Studio 10: Building, Using, and Augmenting Binary Search Trees

Today, we'll be looking at binary search trees. After some initial review and practice, we'll think a little bit about how to show that a tree is balanced, then investigate tree augmentation -- a strategy to keep track of more information than just keys as you dynamically modify a tree.

Part A: Warm-Up

Let's start by building ourselves a tree to play with.

  • Insert the following keys into an initially empty binary search Tree (BST):

10, 4, 15, 8, 12, 9, 5, 3, 11, 13, 16, 1, 17

Sketch the resulting tree and check with your TA to make sure it is correct.

Question A1: what is the resulting tree?

A little aside: how can you write down a tree in a text file? Rather than engage in ASCII art, you can unambiguously translate a binary tree $T$ to a linearized representation $R(T)$ as follows:

  • An empty tree is written as "-".
  • A single node with key $x$ is written as "x".
  • A general tree whose root has key $x$ and left and right subtrees $T_1, T_2$ is written as $(x R(T_1) R(T_2))$.

So, a tree that looks like this figure:

serializable tree

is linearized as $(5 (3 (2 1 -) 4) (9 6 -))$.

Question A2: what keys are associated with the nodes that your traversal passes when computing succ(10)? When computing succ(9)?

  • Now delete the following keys, in order, from the tree:

3, 17, 4, 10

Question A3: What trees do you obtain after each deletion?

If you want to check your answers after trying to do the work yourself, you may find this BST visualizer helpful.

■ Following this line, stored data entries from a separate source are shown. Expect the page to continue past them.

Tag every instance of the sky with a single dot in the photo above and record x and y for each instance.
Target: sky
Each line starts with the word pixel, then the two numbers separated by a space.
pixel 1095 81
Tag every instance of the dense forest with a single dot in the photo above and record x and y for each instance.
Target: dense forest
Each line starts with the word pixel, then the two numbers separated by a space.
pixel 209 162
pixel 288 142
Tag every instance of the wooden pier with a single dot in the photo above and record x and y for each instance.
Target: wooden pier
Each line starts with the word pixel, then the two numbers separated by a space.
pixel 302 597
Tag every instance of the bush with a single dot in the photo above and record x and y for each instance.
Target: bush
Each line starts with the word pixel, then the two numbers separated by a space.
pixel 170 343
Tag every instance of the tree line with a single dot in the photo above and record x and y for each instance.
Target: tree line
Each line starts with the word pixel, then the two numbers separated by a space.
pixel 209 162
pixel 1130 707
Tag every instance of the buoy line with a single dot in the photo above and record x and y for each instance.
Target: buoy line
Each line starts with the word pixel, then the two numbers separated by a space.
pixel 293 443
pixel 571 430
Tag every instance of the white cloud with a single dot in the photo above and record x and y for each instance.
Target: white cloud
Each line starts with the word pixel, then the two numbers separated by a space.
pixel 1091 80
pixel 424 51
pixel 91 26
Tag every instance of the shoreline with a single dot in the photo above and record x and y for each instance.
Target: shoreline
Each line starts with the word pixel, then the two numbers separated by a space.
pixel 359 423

Part B: Creating a Balanced Tree from Scratch

Next week, we will spend a lot of time thinking about how to have binary search trees that are balanced, that is, trees whose height is at most logarithmic in the number of nodes they contain. Balanced trees are challenging to maintain under arbitrary insertions and deletions, but they aren't very hard to create if you are building a new tree from scratch.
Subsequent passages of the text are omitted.